Whether these differences might tip an election depends on a few things. First, how close is the election and at what jurisdictional level? Local elections are unlikely to be changed by these differences because these areas are so politically lopsided. A few hundred (or thousand) votes won’t turn a local 63%-37% race into a nail-biter. But these counties do contribute to state-wide elections and in tight races, slightly smaller turnouts (whether due to voter interest or voter aliveness) from Blue or Red areas could amount to important differences.
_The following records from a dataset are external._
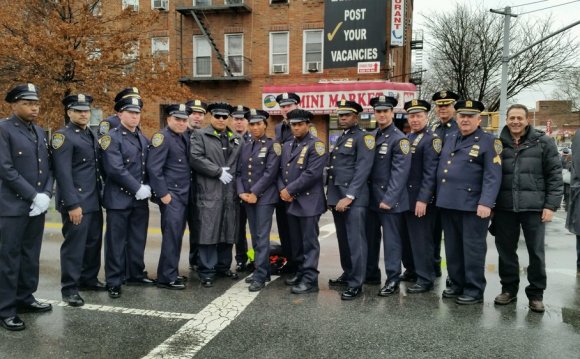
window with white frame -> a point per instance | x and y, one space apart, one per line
131 4
279 52
313 40
202 56
235 53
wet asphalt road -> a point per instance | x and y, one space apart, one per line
227 322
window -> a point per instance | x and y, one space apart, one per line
131 4
202 56
312 51
279 52
235 53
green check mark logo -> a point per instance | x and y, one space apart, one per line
331 35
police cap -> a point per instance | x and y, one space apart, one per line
417 106
299 115
22 92
287 98
383 102
78 102
445 97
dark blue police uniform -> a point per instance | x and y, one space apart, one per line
349 166
468 175
77 170
24 173
169 174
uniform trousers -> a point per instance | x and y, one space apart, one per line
260 221
507 235
466 247
125 239
80 253
352 243
20 242
304 236
173 219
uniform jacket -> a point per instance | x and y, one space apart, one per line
257 170
168 165
77 169
124 162
425 149
25 168
217 203
391 167
531 173
469 172
349 167
301 174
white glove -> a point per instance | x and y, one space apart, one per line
144 192
226 177
41 200
35 211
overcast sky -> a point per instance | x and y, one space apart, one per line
562 15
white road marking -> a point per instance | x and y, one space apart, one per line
208 323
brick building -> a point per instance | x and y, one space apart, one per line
248 51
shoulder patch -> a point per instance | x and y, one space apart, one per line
157 139
369 141
104 127
497 145
319 148
437 144
105 141
57 140
277 148
405 146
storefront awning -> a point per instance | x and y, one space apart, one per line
321 98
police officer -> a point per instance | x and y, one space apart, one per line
195 119
419 219
214 157
124 152
388 195
170 177
301 186
468 181
256 186
26 186
444 101
113 121
350 164
240 125
77 170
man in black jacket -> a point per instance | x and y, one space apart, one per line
531 191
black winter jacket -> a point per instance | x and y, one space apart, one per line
531 173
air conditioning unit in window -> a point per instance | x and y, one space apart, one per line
313 66
162 5
279 69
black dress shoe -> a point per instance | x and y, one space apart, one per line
97 286
256 286
350 293
114 291
34 307
171 285
303 288
389 288
338 281
294 280
408 277
74 300
12 323
466 300
418 288
450 293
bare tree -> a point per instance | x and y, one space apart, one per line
466 49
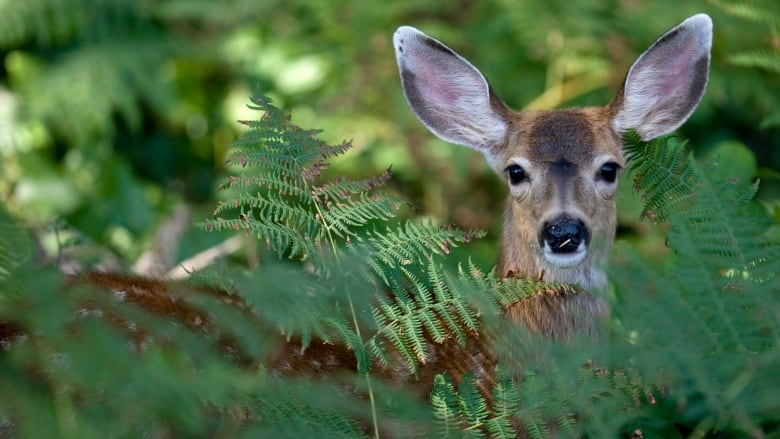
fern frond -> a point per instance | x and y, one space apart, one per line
293 210
472 405
663 174
446 411
411 243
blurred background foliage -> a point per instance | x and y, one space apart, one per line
113 113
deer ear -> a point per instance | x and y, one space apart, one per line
666 83
448 94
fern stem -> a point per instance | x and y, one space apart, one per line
369 387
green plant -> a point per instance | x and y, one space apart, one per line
691 350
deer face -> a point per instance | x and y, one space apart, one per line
561 169
562 166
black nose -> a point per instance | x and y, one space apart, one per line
563 234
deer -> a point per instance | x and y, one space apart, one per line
561 166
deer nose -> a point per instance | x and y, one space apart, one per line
563 235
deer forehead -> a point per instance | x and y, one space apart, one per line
573 137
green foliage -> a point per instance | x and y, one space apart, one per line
111 111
But it’s hard to know just how much of a difference excess deaths will make. For starters, even though there were more deaths in Red areas, we don’t know if those deaths were evenly distributed among the local partisan population. To be “conservative,” I assumed that excess mortality was equally divvied up among the electorate, meaning that 63% of excess mortality would have occurred among 2020 Democratic voters in Delaware county, and 63% of excess mortality would have occurred among 2020 Republican voters in Mercer, Union, and York counties. With those assumptions, the difference in the electorate would amount to a net change of just 330 more Democratic voters than otherwise expected, out of 922,000 voting-aged adults in the 4 counties.
That sounds small. And it is. But it could be significant for two reasons. First, if this experiment were repeated in other parts of the state, the total effect could quickly add up to many thousands of votes, even in areas with less stark partisan divides. In the past, many statewide elections have come down to margins that are just a few hundred votes, let alone a few thousands. So, the effect of excess mortality could indeed make a difference in a close contest. Moreover, many deep Red areas often voted 85-90% for Trump, and so the effects from those regions might be larger than the signal we are capturing using the 4 counties I selected. Also, as mentioned, I assumed that within each county, the excess mortality was distributed in proportion to the usual partisan breakdown. However, given what we know about vaccination rates by party affiliation, it’s likely that there were fewer deaths among Democrats in all 4 counties, and more deaths among Republicans. Even a 5-10% gap in vaccination rates could manifest as an electorate with many thousands more Democrats and many thousands fewer Republicans than pollsters currently anticipate.
I expect that there will be a few exceedingly tight races somewhere in the US today. Once these races declare themselves, we’ll run the numbers to see whether the pandemic was in responsible for unexpected changes in electorate in those regions.
Since the beginning of the pandemic, I’ve often wondered if politicians downplaying Covid might be shooting themselves in the feet. After all, wouldn’t a politician want to keep their constituents alive long enough to vote for them again? Today, we’ll find out whether pandemic mortality killed any political careers.